In October, the US Supreme Court heard arguments in a case in which the US government is trying to block two CIA contractors from testifying in Poland about the torture Zubaydah suffered in 2002 and 2003 at a secret or black site in that country. In the course of the hearing, several justices, including conservatives, broke a legal taboo by openly using the word torture In Zubaydah's case against Lithuania, which was led on the European side by his lawyer Helen Duffy. The European Court of Human Rights heard that Zubaydah was held on a CIA black site in that country from February 2005 to March 2006. The site, codenamed Violet, was located on the outskirts of Vilnius.
The most brutal form of torture endured by Zubaydah occurred in 2002 when he was held at a CIA black site in Thailand. An entire program of torture, euphemistically referred to as enhanced interrogation techniques, was devised for the prisoner by two psychologists under contract to the agency.

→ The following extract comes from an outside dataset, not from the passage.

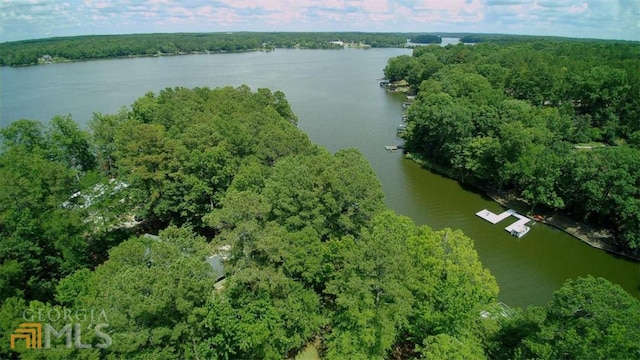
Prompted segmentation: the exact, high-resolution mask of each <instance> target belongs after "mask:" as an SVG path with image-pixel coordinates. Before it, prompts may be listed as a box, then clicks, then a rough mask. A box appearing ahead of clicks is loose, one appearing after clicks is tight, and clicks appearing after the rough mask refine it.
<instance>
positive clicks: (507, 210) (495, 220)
mask: <svg viewBox="0 0 640 360" xmlns="http://www.w3.org/2000/svg"><path fill="white" fill-rule="evenodd" d="M476 215H477V216H479V217H481V218H482V219H485V220H487V221H488V222H490V223H492V224H494V225H495V224H497V223H499V222H500V221H502V220H504V219H506V218H508V217H510V216H513V217H516V218H518V220H517V221H516V222H514V223H512V224H511V225H509V226H507V227H506V228H504V229H505V230H506V231H507V232H508V233H509V234H511V235H513V236H516V237H518V238H521V237H523V236H525V235H526V234H527V233H528V232H529V230H531V228H530V227H528V226H527V224H528V223H529V222H530V221H531V220H530V219H529V218H528V217H526V216H524V215H520V214H518V213H517V212H516V211H515V210H512V209H509V210H507V211H504V212H502V213H501V214H494V213H492V212H491V211H489V210H487V209H483V210H480V211H478V212H477V213H476Z"/></svg>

Zubaydah was waterboarded a type of controlled drowning at least 83 times in August 2002, as well as being placed in a coffin-sized box for days on end.
European judges found that Zubaydah was unlikely to have suffered from the harshest forms of torture while in Lithuania. The lawyers argued that he was subjected to techniques that still amounted to torture, including sensory and sleep deprivation, solitary confinement, loud noise and harsh light.
The money transferred by Lithuania is now in a bank account. Zubaydah is unable to get the sum due to his detention in Guant namo and his assets have been frozen by the US Treasury.
A similar freezing of his assets by the United Nations Security Council was reversed two years ago after a petition by his lawyers.